This is where all the talk about Dodds comes from Charles. I don't think it's unreasonable. And you can hardly say that an authority like Mary Beard is one of those (like me) who hasn't "grasped" your arguments.
As regards the Enlightenment all I said in my review is that without the critical heritage of Christian thought in particular the reformation it wouldn't have got off the ground in the first place. The philosophes put their Christian education in the service of underming the church.

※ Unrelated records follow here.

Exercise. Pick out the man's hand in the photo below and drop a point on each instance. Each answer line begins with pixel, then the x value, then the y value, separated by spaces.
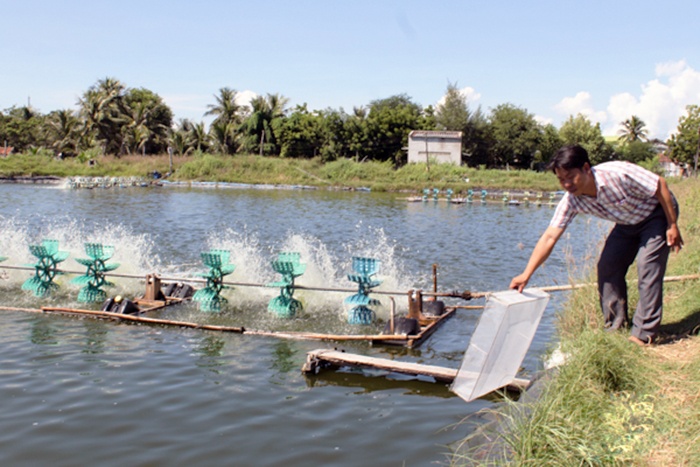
pixel 673 238
pixel 519 282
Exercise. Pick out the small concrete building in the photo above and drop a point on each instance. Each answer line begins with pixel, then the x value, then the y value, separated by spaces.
pixel 438 146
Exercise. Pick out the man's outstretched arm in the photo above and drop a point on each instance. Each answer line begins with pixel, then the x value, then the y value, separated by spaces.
pixel 539 255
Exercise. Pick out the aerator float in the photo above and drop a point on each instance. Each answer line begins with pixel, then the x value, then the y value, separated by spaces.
pixel 94 278
pixel 364 271
pixel 46 268
pixel 288 264
pixel 209 297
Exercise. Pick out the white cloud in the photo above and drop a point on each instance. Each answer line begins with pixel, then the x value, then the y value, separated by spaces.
pixel 194 106
pixel 580 104
pixel 660 103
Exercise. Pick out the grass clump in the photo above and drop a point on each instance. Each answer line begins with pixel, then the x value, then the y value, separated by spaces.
pixel 613 402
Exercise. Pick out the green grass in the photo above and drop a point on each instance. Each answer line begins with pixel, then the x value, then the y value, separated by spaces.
pixel 343 173
pixel 612 402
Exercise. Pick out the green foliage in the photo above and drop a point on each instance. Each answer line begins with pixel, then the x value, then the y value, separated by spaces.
pixel 685 143
pixel 453 114
pixel 580 130
pixel 389 122
pixel 636 151
pixel 633 130
pixel 516 136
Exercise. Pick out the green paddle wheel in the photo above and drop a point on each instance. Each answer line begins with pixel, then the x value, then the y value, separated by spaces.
pixel 288 264
pixel 94 278
pixel 364 271
pixel 46 268
pixel 209 297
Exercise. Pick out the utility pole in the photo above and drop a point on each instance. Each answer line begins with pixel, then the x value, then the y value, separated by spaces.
pixel 427 154
pixel 697 151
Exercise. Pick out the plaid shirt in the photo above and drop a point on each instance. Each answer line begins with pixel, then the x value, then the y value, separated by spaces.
pixel 625 194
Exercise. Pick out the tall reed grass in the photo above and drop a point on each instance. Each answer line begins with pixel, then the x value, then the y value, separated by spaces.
pixel 612 402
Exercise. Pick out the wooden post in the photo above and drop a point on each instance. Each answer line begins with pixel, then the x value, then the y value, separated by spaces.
pixel 434 280
pixel 415 305
pixel 153 291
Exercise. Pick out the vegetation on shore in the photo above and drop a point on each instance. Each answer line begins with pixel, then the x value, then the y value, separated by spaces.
pixel 612 402
pixel 339 174
pixel 113 119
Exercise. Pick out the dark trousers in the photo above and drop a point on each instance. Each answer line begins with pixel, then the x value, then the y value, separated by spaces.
pixel 647 242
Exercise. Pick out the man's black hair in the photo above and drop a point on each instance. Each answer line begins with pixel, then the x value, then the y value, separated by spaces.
pixel 569 157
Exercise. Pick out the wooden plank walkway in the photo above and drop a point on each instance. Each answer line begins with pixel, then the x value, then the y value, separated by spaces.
pixel 319 359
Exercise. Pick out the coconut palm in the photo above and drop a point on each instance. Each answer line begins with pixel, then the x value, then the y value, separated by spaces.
pixel 226 109
pixel 258 127
pixel 633 129
pixel 63 128
pixel 102 109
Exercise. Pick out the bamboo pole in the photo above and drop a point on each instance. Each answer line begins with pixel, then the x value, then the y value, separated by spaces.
pixel 141 319
pixel 465 295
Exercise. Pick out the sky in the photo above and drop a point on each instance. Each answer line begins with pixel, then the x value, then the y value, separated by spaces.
pixel 605 59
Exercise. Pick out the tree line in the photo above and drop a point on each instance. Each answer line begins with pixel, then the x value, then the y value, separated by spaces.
pixel 114 119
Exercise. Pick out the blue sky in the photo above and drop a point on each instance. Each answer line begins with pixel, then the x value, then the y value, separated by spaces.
pixel 606 59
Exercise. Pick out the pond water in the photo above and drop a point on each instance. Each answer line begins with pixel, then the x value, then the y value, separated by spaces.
pixel 82 391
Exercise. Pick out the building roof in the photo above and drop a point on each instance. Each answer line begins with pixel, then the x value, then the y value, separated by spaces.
pixel 434 134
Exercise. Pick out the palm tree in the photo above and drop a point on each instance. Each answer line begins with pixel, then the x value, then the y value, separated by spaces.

As for critiques of Christianity coming from within the church itself: why yes. What about Giordano Bruno? Savanarola? The reformers? The Cambridge Platonists? Wesley? Nineteenth century liberal Christianity? Liberation and Feminist theology more recently? "Critique" has been on-going throughout the centuries - even when the ecclesiaistical authorities sought to stifle it. But that's the point isn't it? It still went on...
I have both of J. Israel's books. In fact I sent him an email about a year ago gently berating him for calling John Toland an "Englishman" (he was of course Irish). He has promised to put this matter straight!
p.s. I did read Anthony Kenny's review of Hart in TLS. I would say overall that his assessment of Hart was more positive than you make out.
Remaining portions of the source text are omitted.